James MacMillan Christmas Oratorio Lucy Crowe (soprano), Roderick Williams (baritone); London Philharmonic Choir & Orchestra/Mark Elder LPO LPO-0125 94:10 mins (2 discs)
When James MacMillan’s Christmas Oratorio had its UK premiere at the Royal Festival Hall a year ago, critical reaction was overwhelmingly positive. This recording of the event confirms the Oratorio as one of MacMillan’s finest ever pieces.
It benefits from a wonderfully committed team of performers, including soprano Lucy Crowe and baritone Roderick Williams, who get an aria in each of the Oratorio’s two palindromically-shaped sections. Crowe is impassioned in her Part 1 aria, if strained by its higher reaches, while Williams’s immaculate diction etches contour and meaning into MacMillan’s extended setting of lines from Milton’s ‘On the Morning of Christ’s Nativity’. Crowe and Williams also feature in the two choral Tableaus which are central pillars of the Oratorio’s structure. Tableau 1 tracks Herod’s Massacre of the Innocents in music of increasing fraughtness and ferocity, the tension built electrically by Elder and a fired-up London Philharmonic Choir.
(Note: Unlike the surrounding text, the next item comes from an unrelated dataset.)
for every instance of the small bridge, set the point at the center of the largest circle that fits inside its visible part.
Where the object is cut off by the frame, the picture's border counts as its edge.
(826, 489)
MacMillan’s score is peppered with original ideas and surprises – a twinkling celesta in the opening Sinfonia, a solo violin spinning a jig in Part 1’s concluding chorus, the wondrously swirling, diaphanous textures conjured in the opening chorus of Part 2, and the carolling of solo instruments at the work’s conclusion. The performance overall has some of the scrappiness associated with live recording, but this is significantly outweighed by the immediacy of real, in-the-moment music-making. The spiritual charge of MacMillan’s Oratorio is made palpable, its heady mix of wonder, trepidation and profound mystery stirringly captured.